Nearly 400 of the Rail Diesel Cars were produced in five variations for 30 railroads in the U.S. and beyond. Many have been preserved.

I don’t think the RDC was a failure. The idea is sound, as witnessed by the many types of diesel-powered multiple-unit trains in operation around the world. It just didn’t work for the American travel market of the 1960s.

Opening the box

Unwrapping the cars, I thought the O gauge Budd RailKing RDCs from MTH Electric Trains were great-looking models. Anyone with a basic memory of the classic Budd passenger car will know the RDC’s family tree. It looks like what it is: a coach with two control cabs!

The pilot is stark, with some cast-in rivet detail and what looks like a handle to simulate an uncoupling device.

The face of the car is smooth, with windows on both sides and in the center door. Inside the cab there is a seat, but no engineer/motorman. Classification lights and number boards are just above the right and left windows, and two headlamps are above the doorway. The colorful Port Authority logo is seen on both sides of the car’s end. That road name dates this model much later in the RDC timeline, more so than New York Central or Baltimore & Ohio livery would.

There are two grab irons cast in on each side of the door. The add-on horn is just above the lamps, and what look like grab irons are close to the roof edge aligned with the horn. Behind the horn is a series of ducts for the car’s heating system.

The roofline has finger-tested texture, and the extrusions are nice and deep. The crowning detail is the bubble in the middle of the train. This houses the radiator and exhaust stacks that rise from the diesel engines. Those engines, like the motors of this model, are on the underside of the car.

The long side extrusions look great, and although the car is a traditional size, the wide windows allow a good view inside. The car has approximately four seats per window.

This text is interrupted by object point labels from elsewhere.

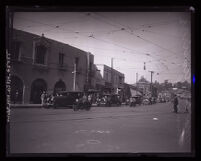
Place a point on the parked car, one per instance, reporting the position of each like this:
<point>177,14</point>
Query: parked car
<point>109,100</point>
<point>135,100</point>
<point>113,99</point>
<point>83,103</point>
<point>146,101</point>
<point>66,99</point>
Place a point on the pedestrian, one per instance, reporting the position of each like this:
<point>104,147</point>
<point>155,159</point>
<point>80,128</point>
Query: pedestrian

The silver paint on our sample was flawless, and the maroon stripe above the windows and the maroon and gold of the car number were classic accents for the silver body. The Port Authority logo was first rate as well.

On the test track
The RDC operates on O-31 or wider-diameter track, and the model is prime for operators running traditionally sized rolling stock. Operate scale trains? You still might want to check it out. The size difference may not matter as much if you just want to run an occasional short passenger train to mix in with freight consists.

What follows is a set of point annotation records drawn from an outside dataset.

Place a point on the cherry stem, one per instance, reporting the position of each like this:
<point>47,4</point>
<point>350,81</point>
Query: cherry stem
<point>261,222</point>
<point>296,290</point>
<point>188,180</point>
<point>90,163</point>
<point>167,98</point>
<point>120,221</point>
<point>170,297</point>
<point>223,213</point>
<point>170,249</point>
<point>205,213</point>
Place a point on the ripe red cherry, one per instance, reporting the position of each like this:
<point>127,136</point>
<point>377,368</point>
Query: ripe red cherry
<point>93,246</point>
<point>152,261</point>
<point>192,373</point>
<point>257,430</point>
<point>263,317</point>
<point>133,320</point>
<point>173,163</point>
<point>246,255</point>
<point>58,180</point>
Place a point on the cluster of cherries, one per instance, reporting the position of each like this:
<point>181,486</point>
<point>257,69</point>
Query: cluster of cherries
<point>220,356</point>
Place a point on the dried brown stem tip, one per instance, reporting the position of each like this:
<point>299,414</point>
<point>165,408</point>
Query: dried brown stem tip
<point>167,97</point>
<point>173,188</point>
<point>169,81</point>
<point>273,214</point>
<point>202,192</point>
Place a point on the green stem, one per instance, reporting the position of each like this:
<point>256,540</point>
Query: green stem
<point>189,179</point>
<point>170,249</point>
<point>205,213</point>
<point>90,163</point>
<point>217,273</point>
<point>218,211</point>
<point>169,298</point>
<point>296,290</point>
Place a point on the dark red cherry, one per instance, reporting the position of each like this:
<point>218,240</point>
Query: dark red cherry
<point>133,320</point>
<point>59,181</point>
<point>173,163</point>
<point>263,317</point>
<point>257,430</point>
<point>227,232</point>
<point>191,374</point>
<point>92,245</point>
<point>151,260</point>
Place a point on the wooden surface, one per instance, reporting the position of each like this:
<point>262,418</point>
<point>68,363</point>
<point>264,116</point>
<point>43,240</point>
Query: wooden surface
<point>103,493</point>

The RailKing model looks good and runs well as a powered unit and unpowered trailer or just as lone powered unit. It also does a fine job with a few coaches tacked on for vacationers or even holiday travelers.

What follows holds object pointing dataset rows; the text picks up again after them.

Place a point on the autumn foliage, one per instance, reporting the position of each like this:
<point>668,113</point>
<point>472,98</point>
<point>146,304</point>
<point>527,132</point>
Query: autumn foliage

Operation was smooth in all speed ranges, and the coupled duo rolled smoothly through our test track’s sudden “S” curve. No derailments occurred, and there were no excessive sounds when running through the switches.

The ProtoSound 3.0 system sounded great, and the package also has the Passenger Station Proto-Effects system that allows you to run through various station stops.
Operationally the RDC was fine. The speed range was 2.5 scale miles per hour on the low end and 67.5 on the high end.

The RDC’s drawbar pull was a very decent 1 pound, 3 ounces, which suggests this would make a good, if unprototypical, freight-hauler as well.

The RailKing line Budd RDC looks nice, and the most recent run has a variety of contemporary road names that just may be right four your O gauge commuters.